The Economist reminds us once again why the U.S. government’s deficit might not be as large a problem as some make it out to be.
Essentially, a country’s long-term debt growth is driven much more by demographic change and rising entitlement costs, than by short-term deficits used to kick-start an economy.
They also argue that markets right now don’t even care about long-term debt problems, despite what many believe, using Japan as an extreme example.
Thus recent U.S. deficit concerns are overblown, according to The Economist.
The Economist: Which is to say, people who are actually concerned about growing public debt should pay very little attention to what the government is currently doing to alleviate the pain of recession, and much more attention to how the government will address revenue shortfalls 10 and 20 years down the road.

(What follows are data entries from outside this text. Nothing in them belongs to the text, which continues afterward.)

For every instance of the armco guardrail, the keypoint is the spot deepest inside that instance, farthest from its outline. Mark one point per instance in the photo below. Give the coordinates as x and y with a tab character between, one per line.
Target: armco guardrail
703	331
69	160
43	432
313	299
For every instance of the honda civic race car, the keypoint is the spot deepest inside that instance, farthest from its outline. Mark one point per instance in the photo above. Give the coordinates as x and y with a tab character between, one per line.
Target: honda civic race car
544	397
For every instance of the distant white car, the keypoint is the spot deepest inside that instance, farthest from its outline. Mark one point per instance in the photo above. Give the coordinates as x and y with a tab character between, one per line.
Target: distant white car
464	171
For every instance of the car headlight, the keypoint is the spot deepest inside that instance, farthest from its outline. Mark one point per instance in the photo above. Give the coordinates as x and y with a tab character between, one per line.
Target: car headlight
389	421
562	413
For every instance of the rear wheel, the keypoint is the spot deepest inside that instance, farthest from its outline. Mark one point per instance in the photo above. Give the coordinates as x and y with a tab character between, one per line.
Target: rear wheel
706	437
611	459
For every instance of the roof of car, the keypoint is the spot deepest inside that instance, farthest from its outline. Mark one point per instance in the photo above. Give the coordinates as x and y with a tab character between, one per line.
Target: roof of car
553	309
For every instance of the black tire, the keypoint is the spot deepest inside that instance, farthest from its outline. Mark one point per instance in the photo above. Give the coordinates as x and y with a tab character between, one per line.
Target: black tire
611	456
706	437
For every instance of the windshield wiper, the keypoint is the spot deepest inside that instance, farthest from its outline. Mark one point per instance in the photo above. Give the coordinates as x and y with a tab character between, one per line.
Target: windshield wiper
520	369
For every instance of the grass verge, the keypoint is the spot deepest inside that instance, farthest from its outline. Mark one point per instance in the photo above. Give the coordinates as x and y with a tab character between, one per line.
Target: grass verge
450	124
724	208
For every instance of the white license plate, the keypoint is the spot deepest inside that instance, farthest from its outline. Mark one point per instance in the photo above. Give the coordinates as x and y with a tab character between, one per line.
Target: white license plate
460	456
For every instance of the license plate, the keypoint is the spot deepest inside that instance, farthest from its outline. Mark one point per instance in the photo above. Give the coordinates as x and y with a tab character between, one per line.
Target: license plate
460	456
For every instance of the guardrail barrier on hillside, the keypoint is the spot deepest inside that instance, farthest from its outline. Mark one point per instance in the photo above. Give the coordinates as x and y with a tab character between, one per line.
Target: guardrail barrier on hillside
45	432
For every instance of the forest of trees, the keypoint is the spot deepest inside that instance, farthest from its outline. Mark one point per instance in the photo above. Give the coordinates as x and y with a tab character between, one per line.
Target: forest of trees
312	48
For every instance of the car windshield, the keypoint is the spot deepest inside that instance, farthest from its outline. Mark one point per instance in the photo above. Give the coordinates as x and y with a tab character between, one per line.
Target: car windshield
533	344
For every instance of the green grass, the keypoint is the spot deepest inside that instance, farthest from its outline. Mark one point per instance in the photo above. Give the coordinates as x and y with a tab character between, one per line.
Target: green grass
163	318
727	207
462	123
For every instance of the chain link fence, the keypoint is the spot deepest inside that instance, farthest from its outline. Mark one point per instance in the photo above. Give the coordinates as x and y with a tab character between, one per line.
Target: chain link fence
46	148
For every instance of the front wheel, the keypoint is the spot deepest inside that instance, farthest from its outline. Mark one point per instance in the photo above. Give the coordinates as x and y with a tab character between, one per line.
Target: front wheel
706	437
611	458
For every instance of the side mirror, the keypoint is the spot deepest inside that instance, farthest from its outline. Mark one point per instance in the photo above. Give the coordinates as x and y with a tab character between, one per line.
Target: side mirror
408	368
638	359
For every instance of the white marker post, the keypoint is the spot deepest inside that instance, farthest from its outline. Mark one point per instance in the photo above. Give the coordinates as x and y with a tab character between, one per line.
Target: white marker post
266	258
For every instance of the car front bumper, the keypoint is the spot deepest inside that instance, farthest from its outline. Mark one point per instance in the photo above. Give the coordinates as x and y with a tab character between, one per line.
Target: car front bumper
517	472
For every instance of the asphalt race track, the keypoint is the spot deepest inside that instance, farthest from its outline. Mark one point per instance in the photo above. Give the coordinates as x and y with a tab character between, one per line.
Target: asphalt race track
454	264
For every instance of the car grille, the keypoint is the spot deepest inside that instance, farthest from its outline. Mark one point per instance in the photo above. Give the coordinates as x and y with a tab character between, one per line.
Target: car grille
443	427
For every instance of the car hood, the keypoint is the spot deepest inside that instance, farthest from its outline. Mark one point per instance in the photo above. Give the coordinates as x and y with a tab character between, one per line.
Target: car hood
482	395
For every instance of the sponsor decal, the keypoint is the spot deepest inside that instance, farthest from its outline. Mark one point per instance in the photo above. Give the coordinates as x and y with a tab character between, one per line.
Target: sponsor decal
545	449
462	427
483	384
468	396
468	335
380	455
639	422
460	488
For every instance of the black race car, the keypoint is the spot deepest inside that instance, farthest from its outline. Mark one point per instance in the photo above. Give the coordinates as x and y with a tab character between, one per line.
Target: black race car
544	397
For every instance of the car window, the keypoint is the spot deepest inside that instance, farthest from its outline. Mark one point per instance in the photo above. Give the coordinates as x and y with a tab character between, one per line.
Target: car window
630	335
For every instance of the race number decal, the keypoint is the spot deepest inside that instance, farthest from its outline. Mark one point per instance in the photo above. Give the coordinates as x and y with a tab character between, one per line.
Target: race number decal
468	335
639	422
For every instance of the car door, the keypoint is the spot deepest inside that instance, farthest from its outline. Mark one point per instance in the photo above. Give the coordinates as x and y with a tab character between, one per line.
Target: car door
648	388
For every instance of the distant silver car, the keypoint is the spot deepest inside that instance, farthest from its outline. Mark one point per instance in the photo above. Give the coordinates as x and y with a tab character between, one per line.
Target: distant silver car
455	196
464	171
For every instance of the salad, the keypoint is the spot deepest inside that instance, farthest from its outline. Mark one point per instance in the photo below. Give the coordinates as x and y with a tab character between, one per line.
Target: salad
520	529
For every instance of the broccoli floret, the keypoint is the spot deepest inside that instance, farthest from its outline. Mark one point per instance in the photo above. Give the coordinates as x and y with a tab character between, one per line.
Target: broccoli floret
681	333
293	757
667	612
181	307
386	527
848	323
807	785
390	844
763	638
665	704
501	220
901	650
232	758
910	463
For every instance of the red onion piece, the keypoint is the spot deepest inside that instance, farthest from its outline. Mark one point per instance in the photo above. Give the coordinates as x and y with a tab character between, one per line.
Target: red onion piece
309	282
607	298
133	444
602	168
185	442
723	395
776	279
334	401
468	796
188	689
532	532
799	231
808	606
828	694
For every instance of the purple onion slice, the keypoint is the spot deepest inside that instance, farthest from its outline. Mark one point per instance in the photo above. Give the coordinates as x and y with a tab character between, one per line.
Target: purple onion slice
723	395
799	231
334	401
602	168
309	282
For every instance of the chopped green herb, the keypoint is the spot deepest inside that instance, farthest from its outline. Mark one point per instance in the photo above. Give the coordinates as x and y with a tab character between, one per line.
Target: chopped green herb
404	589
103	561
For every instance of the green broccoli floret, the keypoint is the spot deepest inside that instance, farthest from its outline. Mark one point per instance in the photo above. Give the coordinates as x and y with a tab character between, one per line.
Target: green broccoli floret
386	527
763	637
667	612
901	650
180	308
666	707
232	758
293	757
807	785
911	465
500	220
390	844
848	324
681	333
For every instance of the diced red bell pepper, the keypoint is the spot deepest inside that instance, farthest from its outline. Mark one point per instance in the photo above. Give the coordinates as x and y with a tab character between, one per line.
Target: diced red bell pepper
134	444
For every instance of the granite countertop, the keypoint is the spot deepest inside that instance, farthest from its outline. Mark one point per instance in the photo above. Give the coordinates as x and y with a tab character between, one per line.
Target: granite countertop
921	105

Japanese public debt is, as you can see at right, quite a bit larger relative to GDP than is the case in America and Britain. What’s more, the demographic picture in Japan is more troubling than it is in America. And yet, markets don’t seem all that bothered by the country’s debtload.
It’s worth noticing what that 6-week high yield on 10-year bonds is: namely, 1.36%. That’s actually the lowest interest rate being paid by any advanced economy, two percentage points lower than Germany’s rate. If investors fear a default or a destabilizing collapse in the yen, that fear certainly isn’t reflected in Japan’s borrowing costs.
U.S. treasury yields are pretty low as well and don’t seem bothered.